For each comparison, we produced a rank file with gene symbols and corresponding logFC values. If a gene symbol appeared multiple times in the same comparison, the average logFC was used. Human gene sets were downloaded from MsigDB (http://software.broadinstitute.org/gsea/msigdb) version 5.2 (msigdb.v5.2.symbols.gmt).

Mouse gene sets were downloaded from the Bader Lab website from Univ. of Toronto (http://baderlab.org/GeneSets). This version is labeled as December_01_2016 (Mouse_GO_AllPathways_with_GO_iea_December_01_2016_symbol.gmt). This gmt file contains special characters that cannot be used by R piano package, therefore we manually replaced special characters to “/” or “ _” . In addition, some mouse gene sets have the same name, so we added suffix “_altSetX” to make all the names unique.

8.2.2.1 PAGE Analysis using the R piano package

The R package piano (https://bioconductor.org/packages/release/bioc/html/piano.html) was used to run the PAGE analysis for all the rank files. To simplify the piano output, we combined down-regulated and up-regulated gene sets into a single table for each gene set. From the piano results, we extracted out the p-value, FDR, and Z-score.

8.3 Meta-Analysis

The meta-analysis functions allow a user to combine expression data across multiple studies to find changes that are robust. DiseaseAtlas offers two ways to perform meta-analysis:

The first method works on comparison data. The system uses the comparison data (logFC, p-value) to compute combined p-value and rank product. This method is fast and can be applied to any type of comparison data. However, it does not use the individual sample data, nor does it consider the number of samples in each comparison.

The second method uses per sample Gene Expression data. The user is expected to input a list of factors that indicate comparisons across or within studies, and then gene level significant changes are recomputed by extracting expression data from all samples for each comparison. The RankProd [2] and/or MetaDE [3] packages are then applied to perform the meta-analysis. Limma is applied to get the statistics for each individual comparison. This analysis takes much longer (10 minutes to an hour for a typical analysis, even longer if number of samples are very large), and it has more strict sample requirements (e.g., no samples can occur in two different comparisons).

Statistically, the second method is more robust. However, both methods should detect consistently changed genes.

8.3.1 Meta-analysis statistics

For comparison data, the combined p-value is computed using Fisher’s method, that is -2*(sum of ln(p-value)) is compared against a Chi-squared distribution with N degrees of freedom, where N is the number of p-values being combined. This is carried out for every gene and yields a combined p-value that is reported. Another simpler approach is to report the maximum p-value for the gene across all the comparisons – a much more stringent measure of overall significance. This approach to combining p-values is implemented in the MetaDE R package. Note MetaDE will not produce results if more than 30% of the comparisons for a gene have missing p-values.
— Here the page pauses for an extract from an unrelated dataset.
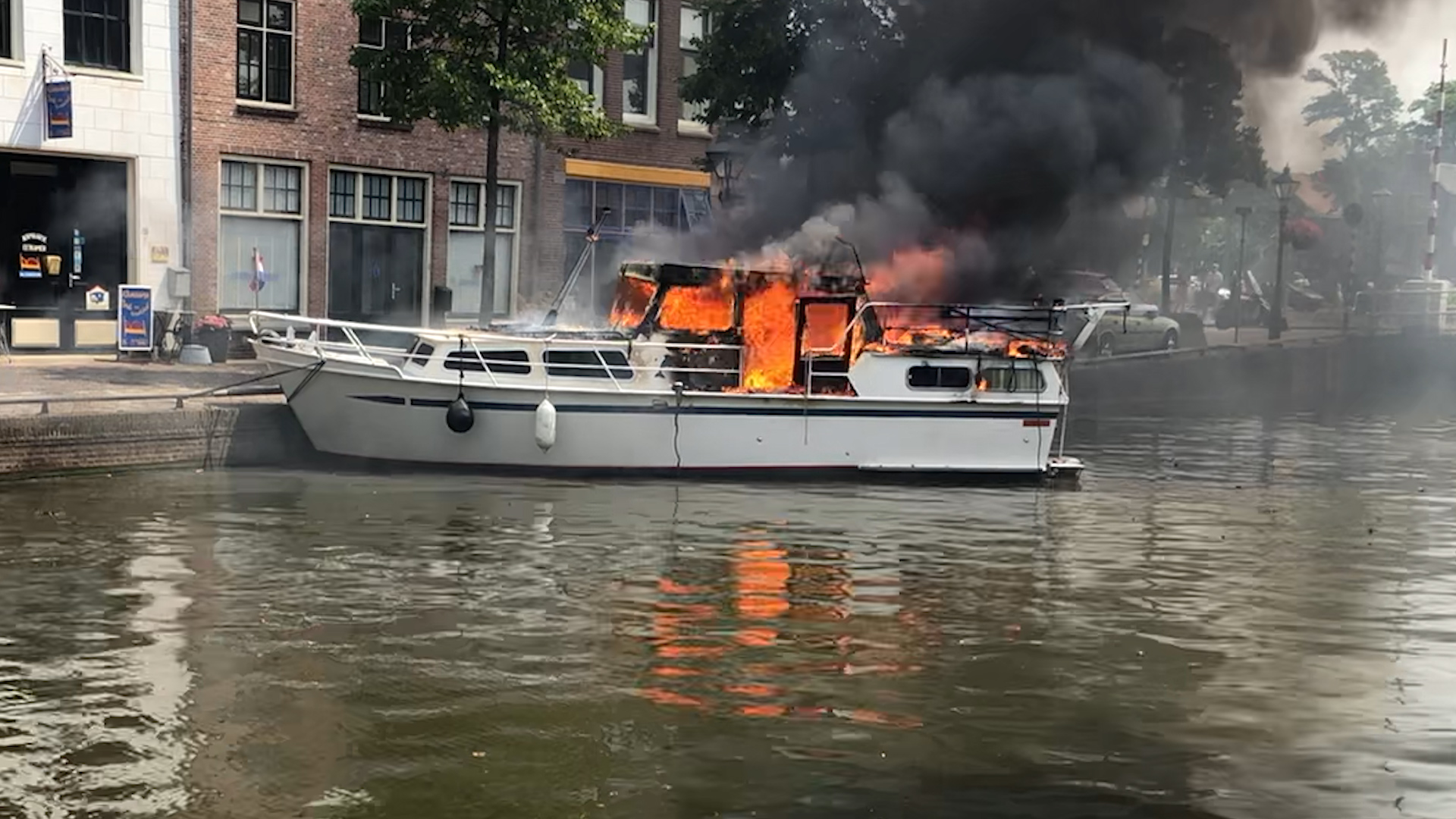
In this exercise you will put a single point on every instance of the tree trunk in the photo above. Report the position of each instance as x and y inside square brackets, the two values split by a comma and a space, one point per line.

In addition, with this approach, the p-value combination does not account for the direction of the fold change (up or down), so the up regulated and down regulated percentage summaries need to be referred to for interpretation.

The RankProd method (https://bioconductor.org/packages/release/bioc/html/RankProd.html) converts log2 fold changes across all genes in a comparison to ranks and then computes a meta-statistic per gene which is the geometric mean of the ranks across comparisons. It is a non-parametric approach, and computes statistical significance based on a permutation approach which also addresses the multiple testing aspect of looking for significance within the set of all genes in the transcriptome.

References:

1. Kim, S.Y., & Volsky, D.J. (2005). PAGE: parametric analysis of gene set enrichment. BMC bioinformatics, 6, 144 (2005).
2. Del Carratore, D et al. RankProd 2.0: a refactored Bioconductor package for detecting differentially expressed features in molecular profiling datasets. Bioinformatics 33 (17), 2774-2775 (2017).
3. Ma, T. et al. Metaomics: analysis pipeline and browser-based software suite for transcriptomic meta-analysis. Bioinformatics 35 (9), 1597-1599 (2019).